1.77¢ per kWh is no longer an especially stunning price for wind generation, which hit prices as low as 0.85¢ for onshore turbines last year, according to The Independent. EcoWatch reports that offshore wind has been coming in even lower, down to 0.54¢ per kWh.
Enel’s four winning wind bids envision a total capacity of 593 megawatts. “Enel will be investing US$700 million in Mexico to help complete the plants,” GTM adds, “which are expected to enter operation in the first half of 2020.”
Enel also plans to put all of its renewable energy projects—which in addition to the four wind projects include 53 megawatts of hydro in Mexico, with 992 megawatts of solar in its pipeline—into “a special-purpose vehicle that will be 80% owned by the Caisse de dépot et placement du Québec and the Mexican pension fund CKD Infraestructura México,” GTM notes.

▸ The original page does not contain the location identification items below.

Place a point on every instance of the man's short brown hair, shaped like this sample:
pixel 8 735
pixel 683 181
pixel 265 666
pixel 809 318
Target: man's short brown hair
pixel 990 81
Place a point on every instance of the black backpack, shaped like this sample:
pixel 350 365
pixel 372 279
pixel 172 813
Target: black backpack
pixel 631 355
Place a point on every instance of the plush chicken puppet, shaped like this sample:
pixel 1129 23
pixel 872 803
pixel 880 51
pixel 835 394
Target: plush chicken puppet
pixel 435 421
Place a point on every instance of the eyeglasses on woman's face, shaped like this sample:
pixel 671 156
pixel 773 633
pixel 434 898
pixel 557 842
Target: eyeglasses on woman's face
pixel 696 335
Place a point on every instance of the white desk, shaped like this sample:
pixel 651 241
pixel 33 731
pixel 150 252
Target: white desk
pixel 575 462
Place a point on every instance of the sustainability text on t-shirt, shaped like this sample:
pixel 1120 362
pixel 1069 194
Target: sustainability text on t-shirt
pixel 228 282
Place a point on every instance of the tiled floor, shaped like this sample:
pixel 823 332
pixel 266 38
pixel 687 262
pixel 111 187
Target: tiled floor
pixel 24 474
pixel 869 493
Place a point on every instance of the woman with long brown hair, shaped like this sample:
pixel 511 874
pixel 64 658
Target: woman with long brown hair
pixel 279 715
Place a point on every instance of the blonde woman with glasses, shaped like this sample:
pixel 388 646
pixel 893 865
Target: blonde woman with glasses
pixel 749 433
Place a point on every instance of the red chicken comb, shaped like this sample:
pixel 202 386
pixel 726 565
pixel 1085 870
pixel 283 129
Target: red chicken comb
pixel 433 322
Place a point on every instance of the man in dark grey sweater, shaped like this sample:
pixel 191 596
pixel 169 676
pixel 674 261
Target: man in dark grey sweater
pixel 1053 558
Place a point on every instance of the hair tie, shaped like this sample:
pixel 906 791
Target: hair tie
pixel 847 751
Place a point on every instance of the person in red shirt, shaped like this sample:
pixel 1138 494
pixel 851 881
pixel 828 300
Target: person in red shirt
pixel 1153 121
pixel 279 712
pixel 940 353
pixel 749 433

The lowest price achieved by solar in the Mexican auction was actually 1.97¢ per kWh—not quite 1.77¢, but still a none-too-shabby new record for Latin America.
Honours for the world’s cheapest solar still belong to Abu Dhabi developer Masdar, with a bid of 1.79¢ per kWh for 300 megawatts of supply in Saudi Arabia that earned widespread skepticism from industry media.